Even though Coverdale repeatedly says he admires Zenobia’s mind, it’s clear that he’s fixated on her sexuality more than her ideas. He pays close attention to her body, believing that he knows what it looks like beneath her clothes. It’s a bitter irony that Zenobia, an accomplished writer and activist for women’s equality, would be reduced to her appearance, especially at a utopian community that is trying to create gender equality. What’s worse is that Coverdale seems to slightly blame Zenobia for her effect on him. He convinces himself that Zenobia’s flower has the power to enchant him, which seems to be an attempt to deny his own lust by attributing to her slightly sinister powers of enchantment. In his mind, it seems that she’s willfully choosing to wear enchanted flowers that will captivate him, even against his will or better judgment.

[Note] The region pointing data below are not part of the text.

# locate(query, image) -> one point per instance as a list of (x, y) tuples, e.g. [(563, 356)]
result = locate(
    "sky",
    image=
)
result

Coverdale obsesses over the thought that Zenobia has been married. She is young, wealthy, and beautiful, but if she has ever been married then nobody in the world seems to know. Then again, Coverdale remembers, her hometown in far away and any rumors of her marriage might not reach Boston. Coverdale asserts that there is no hard evidence for his beliefs. Still, few “girl[s]” laugh or talk like Zenobia. Although Coverdale tries to shame himself out of his preoccupation with Zenobia’s past, he can’t shake the thought that she has been married and has had sex. Zenobia asks why he stares at her and Coverdale says he wants to solve the mystery of her life, though she’ll never tell him about it. According to Coverdale, bachelors feel cheated when women they know have given themselves away. Coverdale isn’t in love with Zenobia, but he still wants to satisfy his curiosity.
Coverdale is obsessed with Zenobia’s sexuality, but he doesn’t want to be. He reveals his own shame for having these feelings but emphasizes that he can’t help it (possibly due to her enchanted flowers). In Coverdale’s mind (and in the language throughout the book) the difference between a “girl” and a woman isn’t age, but experience. A girl is sexually innocent and pure, but a woman has real sex appeal and probably some sexual experience. This is why Coverdale thinks of Zenobia as a woman and Priscilla as a girl, even though there’s no justifiable reason to believe Zenobia has any more sexual experience than Priscilla, or that Priscilla has any less.